Remembering the Fallen: in all conflicts, whether in living memory or beyond, numbered among the fallen are those who were their parents’ only son, if not their only child. Losing one beloved son is unimaginable – yet in the Great War four families lost five sons each.
The Smith family from Barnard Castle in County Durham lost John, Alfred, Frederick, George and Robert (not included in the photograph). Their brother Wilfred was sent home after the family’s local vicar’s wife wrote to Queen Mary. Frederick’s body was the only one not found.
The Beechey family from Lincoln lost Harold, Charles, Frank, Barnard, and Leonard. Harold was living in Australia at the outbreak of the Great War, so joined the Australian Imperial Force. The eldest, Barnard, a gifted mathematician, has no known grave, and so a cross was lain on the grave of an unknown Lincolnshire soldier.

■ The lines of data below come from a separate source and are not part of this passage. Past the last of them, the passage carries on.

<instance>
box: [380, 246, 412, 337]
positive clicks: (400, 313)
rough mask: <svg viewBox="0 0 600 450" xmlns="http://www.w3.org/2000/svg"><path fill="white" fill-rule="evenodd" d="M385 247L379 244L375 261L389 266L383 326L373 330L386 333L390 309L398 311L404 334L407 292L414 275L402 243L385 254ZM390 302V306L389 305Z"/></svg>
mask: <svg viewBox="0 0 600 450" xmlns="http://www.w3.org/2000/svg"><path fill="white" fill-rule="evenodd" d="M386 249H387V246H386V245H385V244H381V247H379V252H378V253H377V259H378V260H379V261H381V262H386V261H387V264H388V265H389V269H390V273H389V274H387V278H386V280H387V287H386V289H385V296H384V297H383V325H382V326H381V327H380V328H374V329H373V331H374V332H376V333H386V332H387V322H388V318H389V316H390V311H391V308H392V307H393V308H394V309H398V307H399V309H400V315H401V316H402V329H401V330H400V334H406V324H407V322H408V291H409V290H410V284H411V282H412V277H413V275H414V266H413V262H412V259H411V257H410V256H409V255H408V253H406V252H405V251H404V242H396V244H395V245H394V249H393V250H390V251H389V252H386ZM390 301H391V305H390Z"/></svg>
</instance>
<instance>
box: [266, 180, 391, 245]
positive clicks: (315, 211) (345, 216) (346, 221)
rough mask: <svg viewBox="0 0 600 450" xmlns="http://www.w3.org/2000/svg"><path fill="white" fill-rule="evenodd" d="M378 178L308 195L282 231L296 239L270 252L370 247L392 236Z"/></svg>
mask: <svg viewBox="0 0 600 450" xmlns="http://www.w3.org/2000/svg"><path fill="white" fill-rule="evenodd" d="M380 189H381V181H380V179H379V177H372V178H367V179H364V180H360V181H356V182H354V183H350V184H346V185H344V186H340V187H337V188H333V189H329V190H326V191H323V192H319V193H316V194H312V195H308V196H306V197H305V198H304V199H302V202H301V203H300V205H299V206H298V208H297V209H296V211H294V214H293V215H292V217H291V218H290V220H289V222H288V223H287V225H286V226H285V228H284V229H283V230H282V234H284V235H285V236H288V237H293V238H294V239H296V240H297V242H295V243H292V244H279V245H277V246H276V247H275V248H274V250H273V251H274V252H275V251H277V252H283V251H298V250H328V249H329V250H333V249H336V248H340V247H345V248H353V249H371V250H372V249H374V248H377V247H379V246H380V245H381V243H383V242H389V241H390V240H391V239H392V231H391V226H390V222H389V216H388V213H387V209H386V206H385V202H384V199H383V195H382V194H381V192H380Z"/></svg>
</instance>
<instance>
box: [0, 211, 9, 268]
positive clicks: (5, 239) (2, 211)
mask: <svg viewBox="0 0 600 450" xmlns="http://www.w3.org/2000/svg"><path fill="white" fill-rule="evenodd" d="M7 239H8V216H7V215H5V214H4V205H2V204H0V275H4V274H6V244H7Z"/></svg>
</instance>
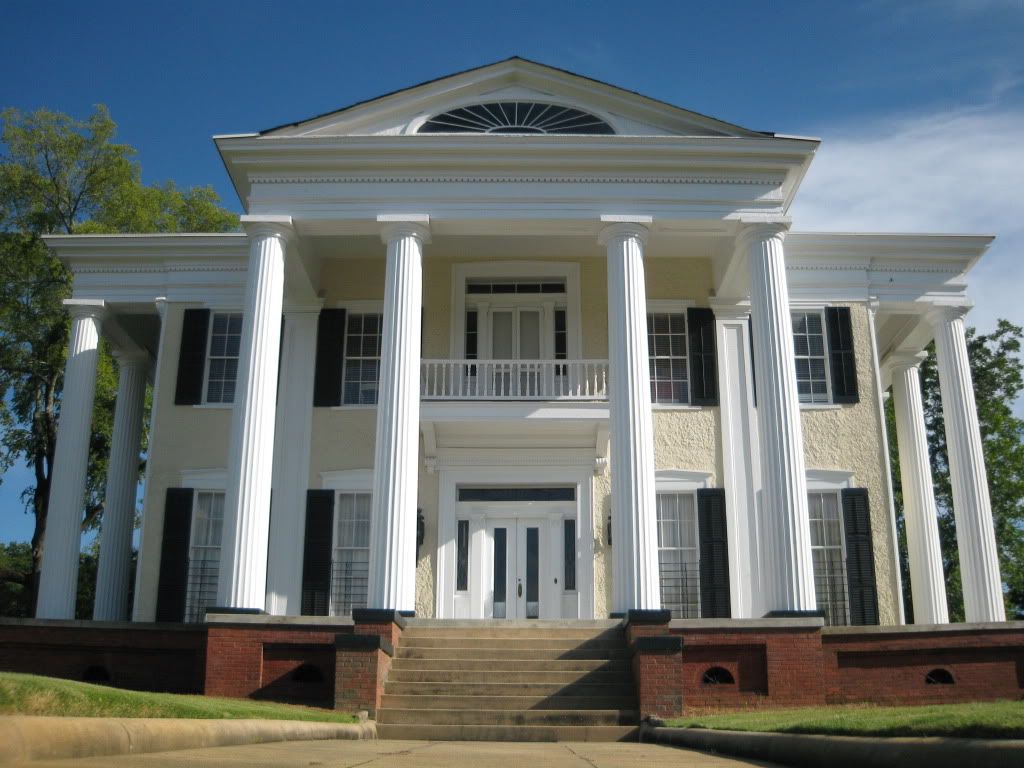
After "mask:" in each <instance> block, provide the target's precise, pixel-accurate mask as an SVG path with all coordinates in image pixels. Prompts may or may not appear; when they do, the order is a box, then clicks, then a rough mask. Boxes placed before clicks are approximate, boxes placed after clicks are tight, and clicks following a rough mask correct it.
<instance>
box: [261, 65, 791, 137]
mask: <svg viewBox="0 0 1024 768" xmlns="http://www.w3.org/2000/svg"><path fill="white" fill-rule="evenodd" d="M510 61H523V62H524V63H527V65H530V66H532V67H541V68H543V69H546V70H551V71H552V72H560V73H562V74H563V75H569V76H570V77H574V78H580V79H581V80H586V81H587V82H590V83H596V84H598V85H601V86H604V87H605V88H614V89H615V90H617V91H622V92H623V93H628V94H630V95H632V96H639V97H640V98H643V99H646V100H648V101H652V102H654V103H657V104H662V105H663V106H668V108H671V109H673V110H679V111H681V112H685V113H689V114H690V115H695V116H696V117H699V118H702V119H705V120H710V121H713V122H715V123H719V124H721V125H723V126H729V127H731V128H735V129H739V130H741V131H746V132H748V133H757V134H761V135H763V136H768V137H772V136H775V134H774V133H773V132H771V131H758V130H754V129H753V128H745V127H743V126H741V125H738V124H736V123H730V122H728V121H726V120H721V119H720V118H713V117H712V116H710V115H705V114H703V113H700V112H695V111H694V110H688V109H686V108H685V106H680V105H679V104H674V103H671V102H669V101H665V100H663V99H659V98H654V97H653V96H648V95H647V94H645V93H641V92H640V91H635V90H633V89H631V88H624V87H622V86H618V85H614V84H612V83H607V82H605V81H603V80H598V79H596V78H592V77H588V76H586V75H580V74H579V73H575V72H572V71H571V70H566V69H563V68H561V67H552V66H551V65H546V63H542V62H541V61H535V60H534V59H531V58H526V57H525V56H508V57H507V58H501V59H499V60H497V61H490V62H489V63H485V65H480V66H478V67H470V68H468V69H465V70H460V71H458V72H453V73H450V74H447V75H442V76H440V77H436V78H431V79H430V80H424V81H423V82H422V83H417V84H415V85H410V86H406V87H403V88H396V89H395V90H392V91H388V92H387V93H382V94H380V95H377V96H374V97H373V98H365V99H361V100H359V101H354V102H353V103H350V104H348V105H347V106H342V108H339V109H337V110H330V111H329V112H325V113H322V114H319V115H313V116H312V117H309V118H306V119H304V120H299V121H296V122H293V123H283V124H282V125H276V126H274V127H272V128H266V129H264V130H261V131H259V132H258V133H257V134H256V135H259V136H265V135H266V134H268V133H272V132H273V131H280V130H282V129H285V128H294V127H296V126H300V125H302V124H304V123H311V122H313V121H315V120H321V119H322V118H327V117H330V116H332V115H339V114H341V113H343V112H348V111H349V110H353V109H355V108H356V106H362V105H364V104H369V103H373V102H374V101H379V100H381V99H384V98H388V97H390V96H395V95H397V94H399V93H403V92H406V91H412V90H416V89H417V88H422V87H424V86H427V85H432V84H434V83H439V82H441V81H443V80H449V79H452V78H457V77H460V76H462V75H468V74H469V73H471V72H477V71H479V70H486V69H488V68H490V67H497V66H498V65H503V63H508V62H510Z"/></svg>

The Souls family from Great Rissington in the Cotswolds lost Frederick, Alfred, Arthur, Walter and Albert. Alfred and Arthur were twins and died five days apart; Frederick was last seen going over the top in the Battle of the Somme, his remains were never found.
The Nicholls family from Easton-on-the-Hill in East Northamptonshire lost George, John, Cecil, Arthur and Charles. Only George has a known grave. Of the 213 men from the village who enlisted, forty-five did not return home.